The harrowing of hell (3:19) has attracted the attention of poetic and illustrative imaginations throughout history--understandably so, since it seems to answer two provocative questions with an underdeveloped premise.
What becomes of people who died before Jesus' advent among us? And what was Jesus' condition between his death on the cross and his resurrection? During that time, Jesus descended among the dead and proclaimed the good news of salvation, according to traditions that hark back to 1 Peter 3:19. As a result, some among them were set free from death along with Jesus.
It's hard to know how the dead reckon time, so the idea that Jesus might have "spent three days" preaching among the dead involves some peculiar calculations. Likewise, nobody can say just what the effects of Christ's proclamation to the imprisoned spirits might have been; Scripture asserts that Jesus did preach to the departed, but does not specify the extent of his preaching's effects. Interpreters may combine this brief allusion with Matthew 27:52 ("many bodies of the saints who had fallen asleep were raised") and Ephesians 4:8-9 ("he made captivity itself a captive") to flesh out a picture in which the triumphant Christ releases the dead from their imprisonment in Hell, but such a synthetic inference provides more detail than any of the individual passages.
If we prescind from overconfident inferences about the time and location of Christ's ministry to the saints of antiquity, we still have much to observe relative to this passage. The emphasis in this context, for example, falls less on the details of Christ's action than on the purpose of Christ's mission. The portion of today's lesson that runs from 3:18 to 3:22 emphasizes with fourfold repetition God's determination to bring people to safety: by preserving humanity through the ark, by Jesus' self-giving on the cross, by the effects of baptism, and by Jesus' ministry to the dead. No people have been excluded from God's saving grace--not even the dead.
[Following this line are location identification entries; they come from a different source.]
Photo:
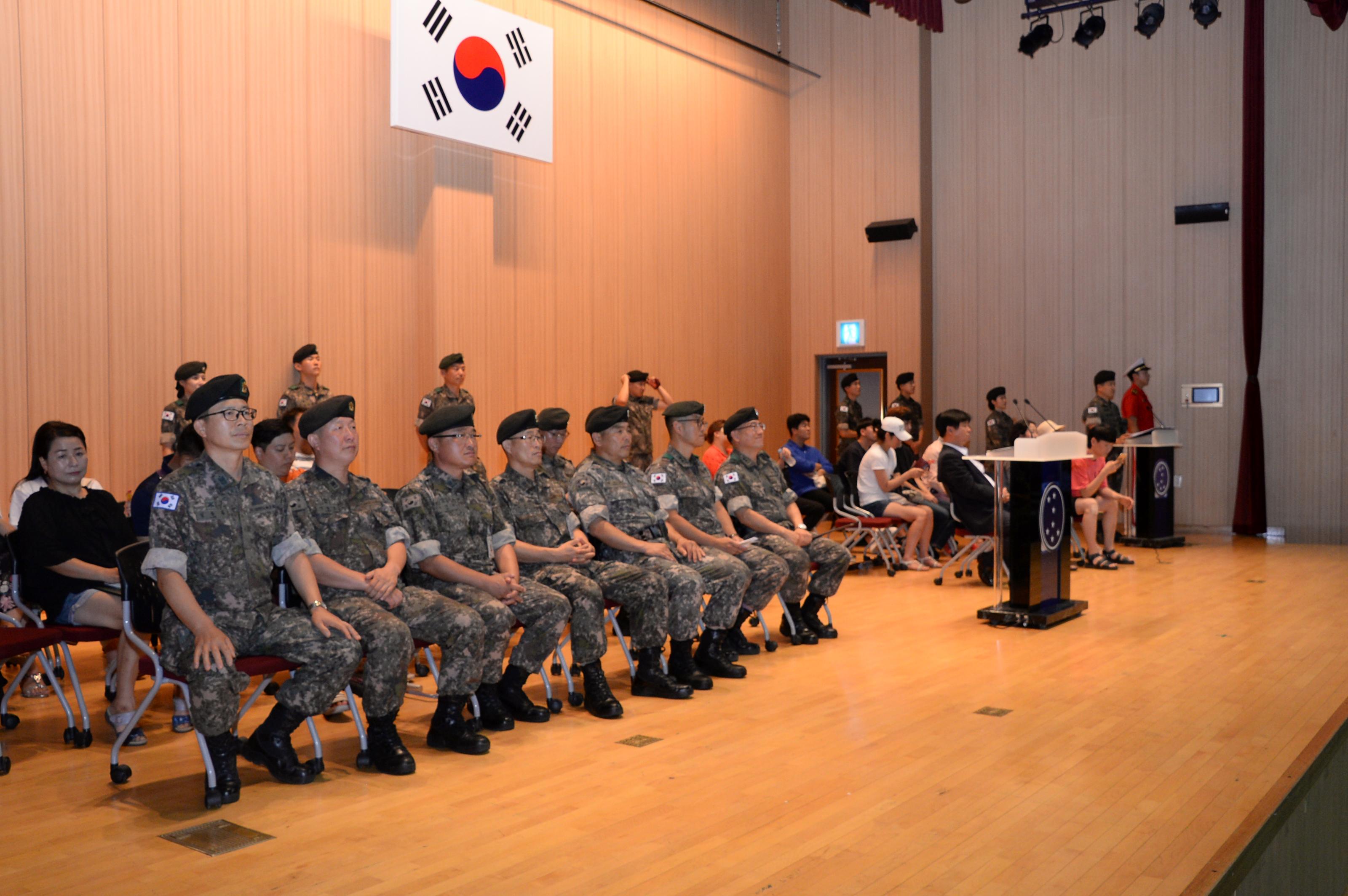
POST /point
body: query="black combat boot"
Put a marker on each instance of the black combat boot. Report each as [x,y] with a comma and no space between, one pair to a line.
[735,637]
[810,612]
[599,700]
[270,746]
[451,731]
[711,655]
[386,747]
[684,669]
[224,758]
[511,691]
[802,631]
[491,712]
[652,680]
All through time, God has sought to make salvation available.
God saves us, however, not by arbitrarily flipping a switch next to our names. The effective grace of God alters us in ways that conform us to our greatest goodness, articulated in God's will for us. That will, however, comes to expression in such goodness as 1 Peter describes in the first half of the passage: gentleness, reverence, and integrity ("clear conscience")--the "genuine faith" that survives testing and suffering (1:7, 3:14-17). To the extent that our lives are characterized by these qualities, they bespeak God's presence, and God's own character, and they testify to our living as the royal priesthood God has made of us.
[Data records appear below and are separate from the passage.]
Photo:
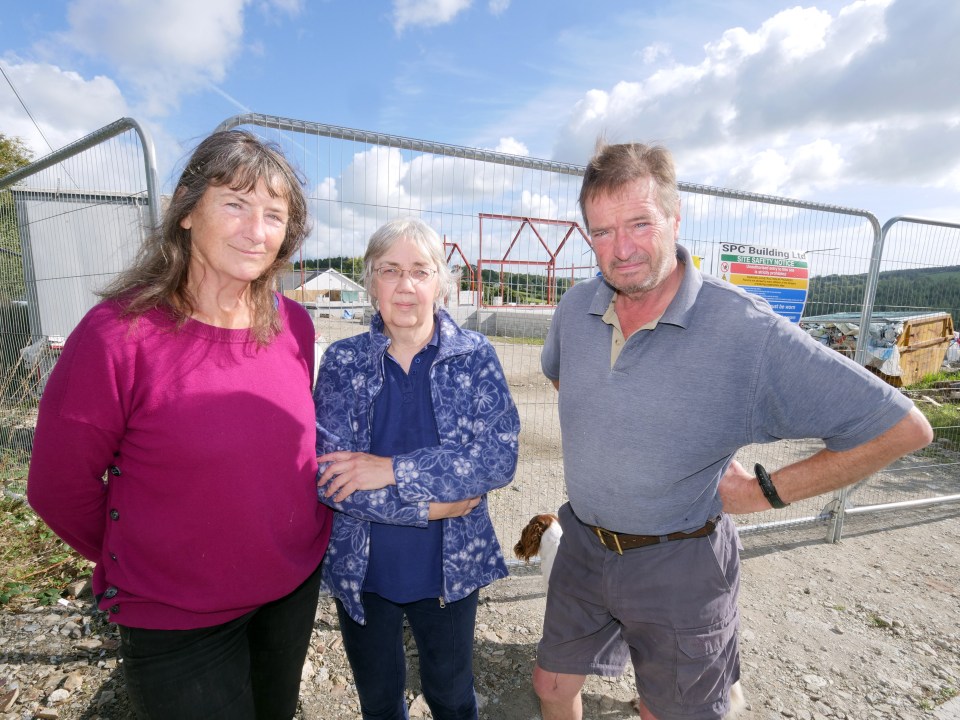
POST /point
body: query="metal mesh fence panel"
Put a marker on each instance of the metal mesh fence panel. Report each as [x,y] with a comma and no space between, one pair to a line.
[514,234]
[69,223]
[916,296]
Thus, instead of construing today's pericope as a schematic of Christ's itinerary between Golgotha and resurrected glory, or as a mandate to seek out misery in order to acquire a blessing, the passage as a whole narrates the frame within which believers' hopes and sorrows will appropriate intelligibility. Disciples seek the meaning of their whole lives in the way of life that Christ reveals to us; we commit ourselves to living out that way in public, in our interactions with hostile authorities and incredulous neighbors (as he did, possibly to the extent of yielding our lives). We do not thus earn God's favor, as though suffering were a brutal inquisitorial exam for us; rather, we show the world, and ourselves, and our God, the grace of God already working in us. This is the account that 1 Peter urges us always to be ready to give (3:15, "make your defense to anyone who demands from you an accounting for the hope that is in you" (NRSV); "give an answer to everyone who asks you to give the reason for the hope," NIV). We surely ought to be better able to explain our faith in persuasive words, but a far more important (and often far more persuasive) explanation can be inferred from lives illumined by the Gospel.
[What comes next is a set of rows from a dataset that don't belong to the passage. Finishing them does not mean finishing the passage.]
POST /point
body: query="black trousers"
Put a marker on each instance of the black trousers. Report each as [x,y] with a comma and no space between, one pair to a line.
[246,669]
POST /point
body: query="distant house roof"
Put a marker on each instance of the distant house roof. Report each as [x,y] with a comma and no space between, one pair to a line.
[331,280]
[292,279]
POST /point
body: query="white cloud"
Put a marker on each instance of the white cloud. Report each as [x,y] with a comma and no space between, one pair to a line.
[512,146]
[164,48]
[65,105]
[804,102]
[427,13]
The reading acknowledges that others who hold authority over us may use that authority abusively (though we minimize that risk if we do not provoke them to hostility); in the face of official persecution, disciples of Jesus stand under an even greater obligation to demonstrate their innocent gentleness. They may not appeal to the schoolyard rationalizations that bullies hit them first, or that they had no choice. Jesus did not return violence for the violence done to him, even though the soldiers and bystanders struck him first. And disciples always have the choice to follow Jesus by upholding the integrity of their faith when officials threaten them. (It should not need saying that for just these reasons, followers of a wrongfully tortured, crucified Lord must never under any circumstances inflict torture on others.) This passage rightly knits together the expectation that believers will protect the integrity of their faith even at the cost of their lives, with the possible positive effects of their persistence: a testimony to shame the evildoers, and an opportunity to partake in the cleansing effects Christ's resurrection.
The resurrection brings us back around to the subject of the significance of Christ's preaching to the departed. Christ was wrongfully put to death by human cruelty, but even this evil could not limit God's grace; Christ's faithfulness up to and beyond death make salvation available to all those in every generation who turn to him in hope. It is fitting that here, Jesus' gospel reflects God's grace; the gospel is grace revealed (as it were), and grace is the gospel in operation. Jesus unfolds the way that God's purpose runs and shows us how to align ourselves with that purpose, by refusing to cede to our tormentors the victory of making us turn from good. With that refusal of evil and affirmation of mercy, God's grace abounds to all who have lived and died before Jesus was born, and to us also who draw near to Jesus in order to partake of, and share in offering, the mercy by which we are saved.